Source device identification considers two problems

  • Verification - verifies if a given image was captured by a given device
  • Recognition - determines which device captured an image

Source device identification can be done using the following

  • Chrominance subsampling (only useful if different devices use different subsampling methods)
  • EXIF header - camera model, exposure, date/time, resolution (may be removed)
  • Watermarking - some camera models embed invisible watermarks for device identification
  • Sensor Pattern Noise (SPN) - imperfections and noise characteristics of imaging sensors

SPN is intrinsic to the image acquisition process so can't be avoided and is resistant to image processing such as JPEG compression.

Sensor noise consists of shot noise and SPN. Shot noise is random noise caused by the number of photons collected by a sensor and can be modelled as a Poisson distribution. SPN is a deterministic distortion component and stays approximately the same over multiple images.

SPN can be divided into Fixed Pattern Noise (FPN) and Photo-response Non-Uniformity (PRNU). PRNU can also be divided into Pixel Non-Uniformity (PNU) and low frequency defects.

FPN refers to the variation in pixel sensitivity when a sensor array is not exposed to light. It is also called the dark current noise. FPN can be suppressed by subtracting a dark image taken by the same sensor from a given image.

PRNU is the dominant component of SPN. The primary part is PNU which arises from the different sensitivity of pixels to light. This is caused by properties of silicon and manufacturing imperfections. PNU is not affected by temperature or other external conditions. PNU is unique and can be used for source device identification.

Low frequency defects are caused by light refraction from dust and optical surfaces.

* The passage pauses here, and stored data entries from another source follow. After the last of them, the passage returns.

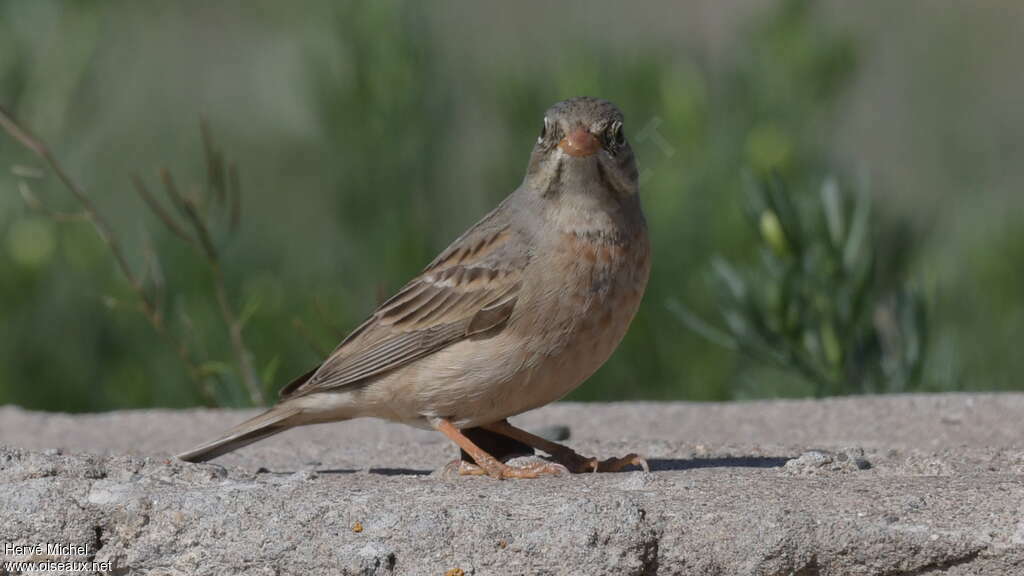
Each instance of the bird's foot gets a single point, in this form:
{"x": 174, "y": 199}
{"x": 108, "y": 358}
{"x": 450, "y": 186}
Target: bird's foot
{"x": 579, "y": 464}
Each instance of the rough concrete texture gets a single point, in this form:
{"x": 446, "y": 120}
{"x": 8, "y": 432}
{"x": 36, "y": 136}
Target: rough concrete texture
{"x": 883, "y": 485}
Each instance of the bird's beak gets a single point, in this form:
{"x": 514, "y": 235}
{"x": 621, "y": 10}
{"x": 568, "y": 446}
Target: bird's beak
{"x": 580, "y": 144}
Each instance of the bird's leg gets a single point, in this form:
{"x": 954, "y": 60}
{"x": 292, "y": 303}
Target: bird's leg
{"x": 565, "y": 455}
{"x": 487, "y": 463}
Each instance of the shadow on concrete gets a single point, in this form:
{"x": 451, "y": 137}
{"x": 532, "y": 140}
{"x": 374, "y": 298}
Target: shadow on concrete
{"x": 664, "y": 464}
{"x": 381, "y": 471}
{"x": 656, "y": 464}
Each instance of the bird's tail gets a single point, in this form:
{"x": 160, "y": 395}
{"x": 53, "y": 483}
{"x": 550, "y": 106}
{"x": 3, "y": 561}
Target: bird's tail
{"x": 274, "y": 420}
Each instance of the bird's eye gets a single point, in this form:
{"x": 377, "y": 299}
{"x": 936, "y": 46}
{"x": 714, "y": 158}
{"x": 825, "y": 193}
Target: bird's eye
{"x": 615, "y": 135}
{"x": 544, "y": 130}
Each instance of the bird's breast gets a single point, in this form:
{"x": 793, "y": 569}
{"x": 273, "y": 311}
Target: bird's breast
{"x": 589, "y": 294}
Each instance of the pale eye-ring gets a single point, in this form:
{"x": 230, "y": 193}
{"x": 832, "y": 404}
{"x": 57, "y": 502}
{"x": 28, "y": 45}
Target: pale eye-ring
{"x": 544, "y": 130}
{"x": 615, "y": 134}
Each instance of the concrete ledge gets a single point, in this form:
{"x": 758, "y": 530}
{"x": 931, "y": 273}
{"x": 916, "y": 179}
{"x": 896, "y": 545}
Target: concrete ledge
{"x": 879, "y": 485}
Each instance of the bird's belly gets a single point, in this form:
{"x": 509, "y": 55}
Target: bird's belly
{"x": 550, "y": 346}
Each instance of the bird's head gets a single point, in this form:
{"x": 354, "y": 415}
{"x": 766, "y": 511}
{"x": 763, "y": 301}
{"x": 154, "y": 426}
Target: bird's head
{"x": 583, "y": 147}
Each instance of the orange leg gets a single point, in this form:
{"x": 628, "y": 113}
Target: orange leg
{"x": 485, "y": 463}
{"x": 565, "y": 455}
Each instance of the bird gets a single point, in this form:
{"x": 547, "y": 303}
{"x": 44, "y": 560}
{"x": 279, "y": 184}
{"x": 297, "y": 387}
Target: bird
{"x": 516, "y": 313}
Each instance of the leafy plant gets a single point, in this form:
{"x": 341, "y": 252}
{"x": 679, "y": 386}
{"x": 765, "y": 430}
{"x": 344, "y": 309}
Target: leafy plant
{"x": 812, "y": 303}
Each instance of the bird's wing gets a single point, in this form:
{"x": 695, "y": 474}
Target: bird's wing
{"x": 471, "y": 288}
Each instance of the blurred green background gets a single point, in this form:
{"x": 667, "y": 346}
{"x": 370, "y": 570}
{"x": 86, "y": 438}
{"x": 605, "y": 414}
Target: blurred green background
{"x": 368, "y": 135}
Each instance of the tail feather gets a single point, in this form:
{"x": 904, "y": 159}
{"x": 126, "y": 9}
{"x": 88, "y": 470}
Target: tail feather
{"x": 253, "y": 429}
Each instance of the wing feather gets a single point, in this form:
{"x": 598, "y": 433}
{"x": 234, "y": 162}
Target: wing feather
{"x": 470, "y": 289}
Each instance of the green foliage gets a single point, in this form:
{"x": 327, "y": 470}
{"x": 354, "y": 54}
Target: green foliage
{"x": 812, "y": 304}
{"x": 366, "y": 142}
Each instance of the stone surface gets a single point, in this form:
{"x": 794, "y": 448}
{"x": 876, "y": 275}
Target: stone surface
{"x": 878, "y": 485}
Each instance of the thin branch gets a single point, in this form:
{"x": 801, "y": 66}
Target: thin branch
{"x": 98, "y": 222}
{"x": 103, "y": 230}
{"x": 35, "y": 204}
{"x": 187, "y": 208}
{"x": 158, "y": 209}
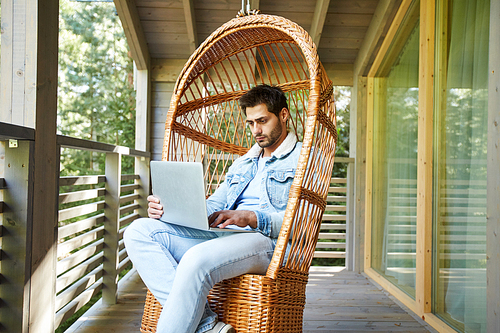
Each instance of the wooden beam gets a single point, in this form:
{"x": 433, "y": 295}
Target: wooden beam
{"x": 493, "y": 176}
{"x": 319, "y": 20}
{"x": 254, "y": 4}
{"x": 340, "y": 74}
{"x": 127, "y": 11}
{"x": 190, "y": 24}
{"x": 369, "y": 173}
{"x": 358, "y": 150}
{"x": 423, "y": 287}
{"x": 45, "y": 163}
{"x": 375, "y": 30}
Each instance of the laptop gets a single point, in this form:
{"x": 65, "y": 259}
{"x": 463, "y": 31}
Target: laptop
{"x": 180, "y": 187}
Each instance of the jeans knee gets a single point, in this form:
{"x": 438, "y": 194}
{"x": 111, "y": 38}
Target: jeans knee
{"x": 135, "y": 231}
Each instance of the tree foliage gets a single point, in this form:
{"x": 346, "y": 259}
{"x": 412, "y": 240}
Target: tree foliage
{"x": 96, "y": 98}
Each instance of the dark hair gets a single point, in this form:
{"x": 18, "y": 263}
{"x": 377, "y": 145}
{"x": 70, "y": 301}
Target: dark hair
{"x": 273, "y": 97}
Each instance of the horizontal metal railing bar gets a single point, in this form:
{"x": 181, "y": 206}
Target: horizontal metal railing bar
{"x": 123, "y": 264}
{"x": 334, "y": 217}
{"x": 74, "y": 143}
{"x": 330, "y": 245}
{"x": 336, "y": 198}
{"x": 81, "y": 195}
{"x": 76, "y": 211}
{"x": 75, "y": 258}
{"x": 78, "y": 271}
{"x": 129, "y": 177}
{"x": 79, "y": 241}
{"x": 81, "y": 180}
{"x": 73, "y": 228}
{"x": 11, "y": 131}
{"x": 85, "y": 282}
{"x": 335, "y": 208}
{"x": 129, "y": 198}
{"x": 69, "y": 309}
{"x": 335, "y": 180}
{"x": 122, "y": 254}
{"x": 336, "y": 189}
{"x": 329, "y": 254}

Sensor noise can be modelled as $$ y_{ij} = f_{ij}(x_{ij}+\eta_{ij}) + c_{ij} + \epsilon_{ij} $$ where $y$ is the pre-processed pixel output, $f$ is PRNU, $x$ is the light level of the $ij$ th sensor, $\eta$ is shot noise, $c$ is FPN and $\epsilon$ is random noise.

The PRNU can be found by ignoring shot noise and random noise and rearranging $$ f_{ij} = \frac{y_{ij} - c_{ij}}{x_{ij}} $$ but the pre-processed pixel value, $y_{ij}$ is not available so estimation has to be used instead.

SPN can be approximated using multiple reference images. The scene content can be suppressed from each image by de-noising and then subtracting the de-noised image from the original image to get the noise residual. The average noise residual over all the images gives a reference estimate for the SPN.

The SPN of a single test image can be estimated by assuming no post-processing takes place, giving $SPN_{ij} = y_{ij} - F(y_{ij})$ where $F$ is a de-noising filter. Rearranging the sensor noise model and ignoring FPN and random noise gives $SPN_{ij} = f_{ij}(x_{ij}+\eta_{ij}) - F(f_{ij}(x_{ij}) + \eta_{ij})$. Assuming the filtered image is similar to the original, this can be rewritten as $SPN_{ij} = f_{ij}(x_{ij}+\eta_{ij}) - f_{ij}(\hat{x}_ {ij} + \hat{\eta}_ {ij})$ which can be rewritten as $SPN_{ij} = f_{ij}(\Delta x_{ij} + \Delta \eta_{ij})$ where $\Delta x_{ij}$ is the high frequency scene details and $\Delta \eta_{ij}$ is the shot noise residual.

Video forensics

As videos are just sequences of images, the same forgeries occur and the same forensic techniques can be applied to detect them.

One type of video-specific forgery is frame deletion. This can be detected through analysis of prediction errors.

Instead of analysing each frame in a video, small groups of frames are intracoded into a single image called an I-frame or keyframe. Frames predicted from I-frames are called P-frames. B-frames are predicted from both I- and P-frames. The difference between a real and predicted frame is called an error frame.

Video frames are divided into a sequence of groups of pictures which are encoded and decoded independently.